Warfare, of course, constitutes yet another problem of global dimensions.  Over the centuries, war has shattered countless lives and brought human civilization to the brink of annihilation.  It is estimated that, during the 20th century alone, war (including two world wars) caused 187 million deaths, plus far greater numbers of injuries, widespread devastation, and economic ruin.  Furthermore, nuclear war, unleashed in 1945 as the culmination of World War II, today has the potential to wipe out virtually all life on earth.  And how are individual nations preparing to avert this global catastrophe?  By getting ready to fight wars with one another!  In 2018 (the last year for which figures are available), world military expenditures rose to a record $1.8 trillion, with the governments of the United States and China leading the way.  Ignoring the 2017 UN Treaty on the Prohibition of Nuclear Weapons, the nine nuclear-armed nations, at enormous cost, are currently busy ramping up their nuclear production facilities and producing a new generation of nuclear weapons.  In response to the looming nuclear menace and climate catastrophe, the editors of the Bulletin of the Atomic Scientists recently reset the hands of their famous “Doomsday Clock” at an unprecedented 100 seconds to midnight.

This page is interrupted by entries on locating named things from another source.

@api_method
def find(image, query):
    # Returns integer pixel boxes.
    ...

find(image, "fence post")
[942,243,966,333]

Nor are these the only global threats that the nation-state system has failed to adequately address.  Among other things, the world is undergoing a refugee crisis of vast proportions, suffering from the predatory policies of multinational corporations, and experiencing widespread poverty and violations of human rights.  Do we really think that the current crop of flamboyant, flag-waving nationalist leaders, busy promising to make their countries “great” again, are going to solve these or other global problems?

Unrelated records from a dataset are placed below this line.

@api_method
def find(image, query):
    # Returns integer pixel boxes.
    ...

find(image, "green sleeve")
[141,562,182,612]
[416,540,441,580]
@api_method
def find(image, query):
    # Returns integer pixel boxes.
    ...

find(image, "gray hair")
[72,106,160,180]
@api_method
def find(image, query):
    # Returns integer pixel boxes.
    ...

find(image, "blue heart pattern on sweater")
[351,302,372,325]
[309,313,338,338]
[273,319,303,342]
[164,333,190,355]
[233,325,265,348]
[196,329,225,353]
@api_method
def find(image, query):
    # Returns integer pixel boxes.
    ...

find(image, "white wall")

Of course, for centuries there have been great ethical, intellectual, and political leaders who have sought to move beyond nationalism by emphasizing the common humanity of all people.  “The world is my country,” declared the adopted American revolutionary Tom Paine, and “all mankind are my brethren.”  Albert Einstein dismissed nationalism as “an infantile disease,” while British novelist H.G. Wells, like Einstein, became a staunch advocate of world government.  The idea of limiting national sovereignty in the interest of global security helped spark the creation of the League of Nations and, later, the United Nations.

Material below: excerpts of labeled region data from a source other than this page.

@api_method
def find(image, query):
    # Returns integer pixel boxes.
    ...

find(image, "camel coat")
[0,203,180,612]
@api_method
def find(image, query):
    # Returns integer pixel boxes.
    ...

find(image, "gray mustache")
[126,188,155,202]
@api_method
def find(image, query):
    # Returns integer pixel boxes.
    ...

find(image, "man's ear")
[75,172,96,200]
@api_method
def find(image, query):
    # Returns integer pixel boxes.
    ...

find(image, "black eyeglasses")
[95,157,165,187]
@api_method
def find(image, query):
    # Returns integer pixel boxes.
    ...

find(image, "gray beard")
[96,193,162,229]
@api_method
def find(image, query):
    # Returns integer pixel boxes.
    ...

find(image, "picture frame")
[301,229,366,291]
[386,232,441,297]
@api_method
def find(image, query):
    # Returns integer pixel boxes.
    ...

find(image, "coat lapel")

But, unfortunately, the rulers of numerous countries, though often paying lip service to international law and international security, have never accepted significant limitations on their own government’s ability to do what it liked in world affairs.  Thus, major military powers hamstrung the League and the United Nations by refusing to join these world organizations, withdrawing from them, vetoing or ignoring official resolutions, and refusing to pay their annual dues or other assessments.  A particularly flagrant example of contempt for global governance occurred in mid-March 2020, when the U.S. secretary of state, Mike Pompeo, ridiculed the International Criminal Court and threatened its staff (and even their family members) for daring to investigate U.S. war crimes in Afghanistan.

Thus, although robust and capable global governance is now more necessary than ever, a primitive, shortsighted nationalism continues to frustrate efforts to come to grips with massive global problems.

Even so, an extraordinary danger presents humanity with an extraordinary opportunity.  The coronavirus disaster, like the other current catastrophes ravaging the planet, might finally convince people around the globe that transcending nationalism is central to survival.